Everyone deserves the right to live their life in the manner they choose, free from fear and violence. My personal beliefs don't matter in the face of someone else's freedom. We seem to be making a good career of it but judgement is not the calling of humanity.
I raise my children by Biblical principles. I strive to instill in them the values that I hold true to my heart. What I would never do is teach them that anyone not holding to those values is worth any less. Hate is the greatest weapon we have and it is wielded far too freely. I want to raise children who respect their fellow man, who never discount a person's humanity because of misaligned beliefs.
When the story ended, I turned off the radio. The silence was palpable. I felt a tightness in the back of my throat. "Were you listening?" I asked.
"Yes," Zander said.
"Why are people so mean?" Liam asked.
And it opened a discussion for the remainder of our drive.

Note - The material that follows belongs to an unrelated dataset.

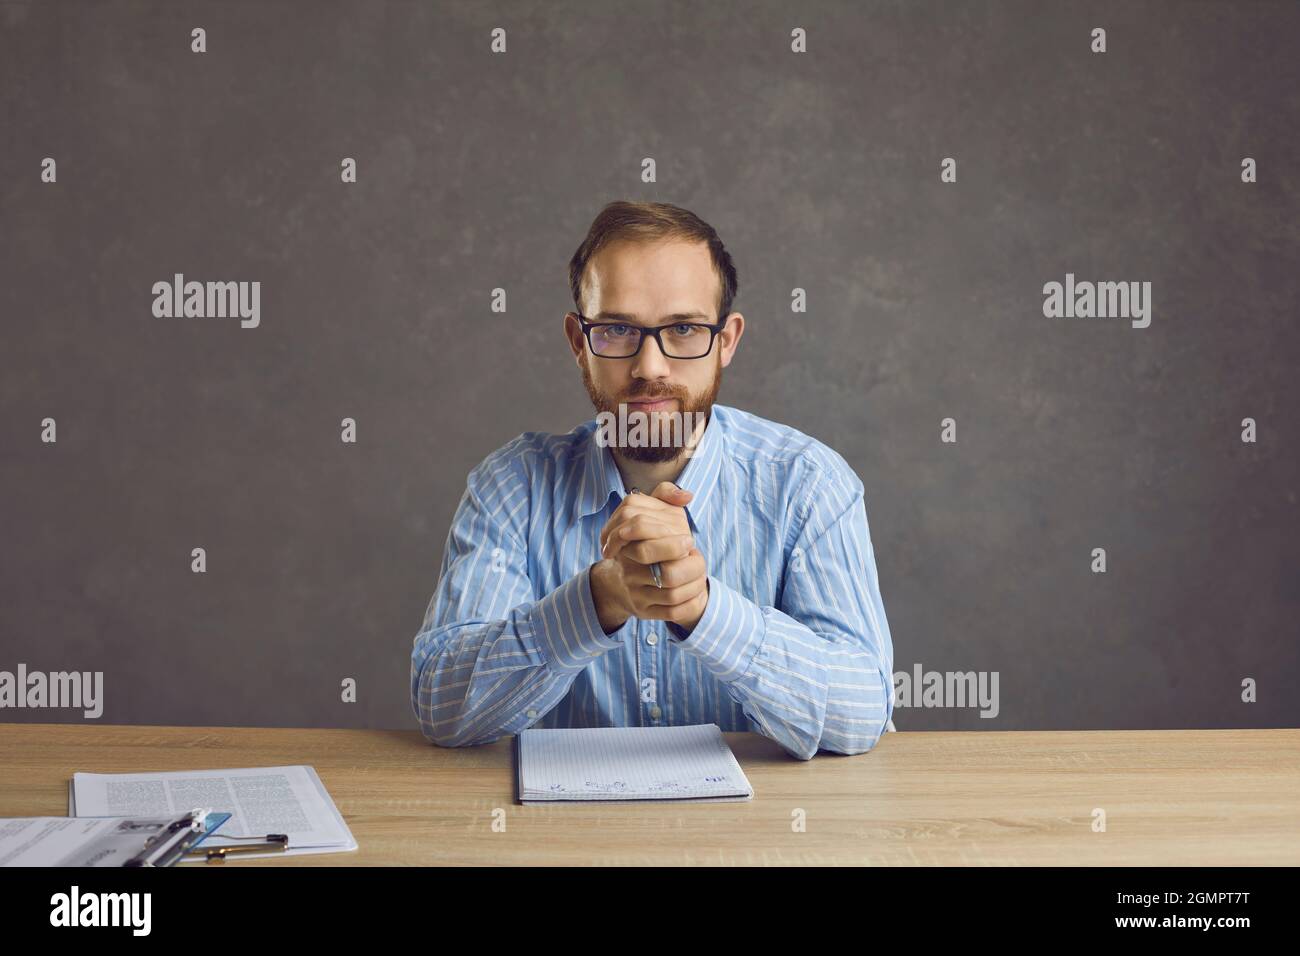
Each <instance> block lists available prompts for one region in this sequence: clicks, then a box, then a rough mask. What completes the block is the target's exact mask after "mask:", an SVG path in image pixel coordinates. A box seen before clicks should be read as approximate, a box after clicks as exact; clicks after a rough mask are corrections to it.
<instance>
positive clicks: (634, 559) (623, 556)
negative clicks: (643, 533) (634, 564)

A conversation about respect and love and values and bullying and how lucky we are to live in Canada and more than once I had to stop talking to wipe tears from my face because I felt so broken for the people being persecuted and so proud of my kids for actually engaging in a conversation that will hopefully inform their own choices in how they deal with anyone who is just a little bit different.
It is not for us to judge. The world needs love and grace and peace and understanding and acceptance and warm handshakes and beautiful music and equality and laughter.